Sunday, September 16, 2007

September 16, 2007

Late night. It was dark when I left Waynesville, and the crescent moon rested on the tip of a great pine, Venus shining buttery in the black sky opposite.

I think I’ve had too much church in the past few days.

I remember distinctly when my parents decided I needed a spiritual component in my life. Though I was quite young, they asked me if I wanted to go to Sunday School and if I had any preference as to where I went. The kitchen was very yellow when these questions were being asked. Their approach to this issue was casual, indistinguishable from those times when they asked me if I wanted to be in Boy Scouts or take swimming lessons. I believe that casual, rational approach was exactly right. At the outset it protected me from the fanaticism which is probably in my nature. The church they chose–the UC of C-- was probably the least fanatical option available, and since then I have thought that religion should never be loath to set up housekeeping with reason. Nor have I though being a mystic any contradiction to any of that.

Drove to Waynesville to audition for Who's Afraid of Virginia Woolf. The auditions were grueling, with a whole lot of community theater actors reading for parts beyond their abilities. I was expecting Lloyd Kay to direct, but his health must be bad, and there were a man and a woman sharing the responsibilities. The woman was. . . I don’t know. . . like a woman playing the role of the director in a movie about a community theater production, full of explanations and warnings about her stringency and spontaneity as a director. The man was burly and attractively grisled, and said almost nothing. I think I did OK. It’s hard to know what is wanted at such an occasion. I both desire the part and don’t, as those things go, so I am prepared to rejoice at either outcome.

I’d played the role once before, with Black Swan at the green door, and it was strange to me how few of my lines I remembered. I did remember Martha’s lines, though, and Ellen saying them, and through the long and moonlit drive back home I wondered, mostly, how Ellen and I became estranged.
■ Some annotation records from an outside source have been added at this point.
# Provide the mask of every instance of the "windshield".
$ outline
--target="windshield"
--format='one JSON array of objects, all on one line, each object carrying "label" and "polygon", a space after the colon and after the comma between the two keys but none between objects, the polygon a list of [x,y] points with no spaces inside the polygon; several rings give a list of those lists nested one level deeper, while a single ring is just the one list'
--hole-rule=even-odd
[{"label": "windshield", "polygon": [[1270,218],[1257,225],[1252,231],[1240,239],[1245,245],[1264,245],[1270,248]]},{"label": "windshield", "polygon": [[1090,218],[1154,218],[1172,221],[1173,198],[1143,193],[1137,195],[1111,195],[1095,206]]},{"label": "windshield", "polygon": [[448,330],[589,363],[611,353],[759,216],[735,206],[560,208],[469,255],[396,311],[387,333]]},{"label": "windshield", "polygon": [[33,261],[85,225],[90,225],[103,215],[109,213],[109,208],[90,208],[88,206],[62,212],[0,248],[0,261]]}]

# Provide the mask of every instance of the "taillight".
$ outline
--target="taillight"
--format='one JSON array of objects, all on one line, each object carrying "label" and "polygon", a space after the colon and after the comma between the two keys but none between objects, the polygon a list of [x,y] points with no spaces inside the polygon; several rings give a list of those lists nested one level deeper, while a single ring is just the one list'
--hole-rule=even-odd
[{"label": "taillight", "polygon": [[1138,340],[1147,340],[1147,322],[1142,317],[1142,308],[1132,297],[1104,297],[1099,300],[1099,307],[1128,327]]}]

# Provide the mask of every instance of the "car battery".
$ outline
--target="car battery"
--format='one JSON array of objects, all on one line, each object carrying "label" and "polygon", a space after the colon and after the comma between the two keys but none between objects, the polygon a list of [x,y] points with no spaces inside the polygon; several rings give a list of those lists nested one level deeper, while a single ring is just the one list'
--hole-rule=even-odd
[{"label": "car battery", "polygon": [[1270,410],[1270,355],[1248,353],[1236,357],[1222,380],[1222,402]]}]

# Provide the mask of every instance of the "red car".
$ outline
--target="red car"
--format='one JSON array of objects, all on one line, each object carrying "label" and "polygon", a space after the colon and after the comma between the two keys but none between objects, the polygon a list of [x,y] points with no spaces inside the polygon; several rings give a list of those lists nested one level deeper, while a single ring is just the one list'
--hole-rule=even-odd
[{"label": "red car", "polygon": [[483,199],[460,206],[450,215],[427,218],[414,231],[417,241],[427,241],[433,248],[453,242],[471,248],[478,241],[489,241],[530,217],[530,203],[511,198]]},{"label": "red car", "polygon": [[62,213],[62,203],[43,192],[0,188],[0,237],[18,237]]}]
Frightening dreams last night, still vivid now as I recall them. I was living in a town plagued by monsters that came up out of the ground, out of the entrances of what seemed to be a shopping mall, long buried under the earth and become a place of horrors. I don’t think I fully believed in the monsters, but when I passed one of the buried mall entrances by night, my knees gave under me and I was petrified with horror. It doesn’t take much wisdom to interpret the meaning of monsters buried in the ground out of sight, though not out of mind. But it presently surpasses my wisdom to know what, exactly, those monsters are.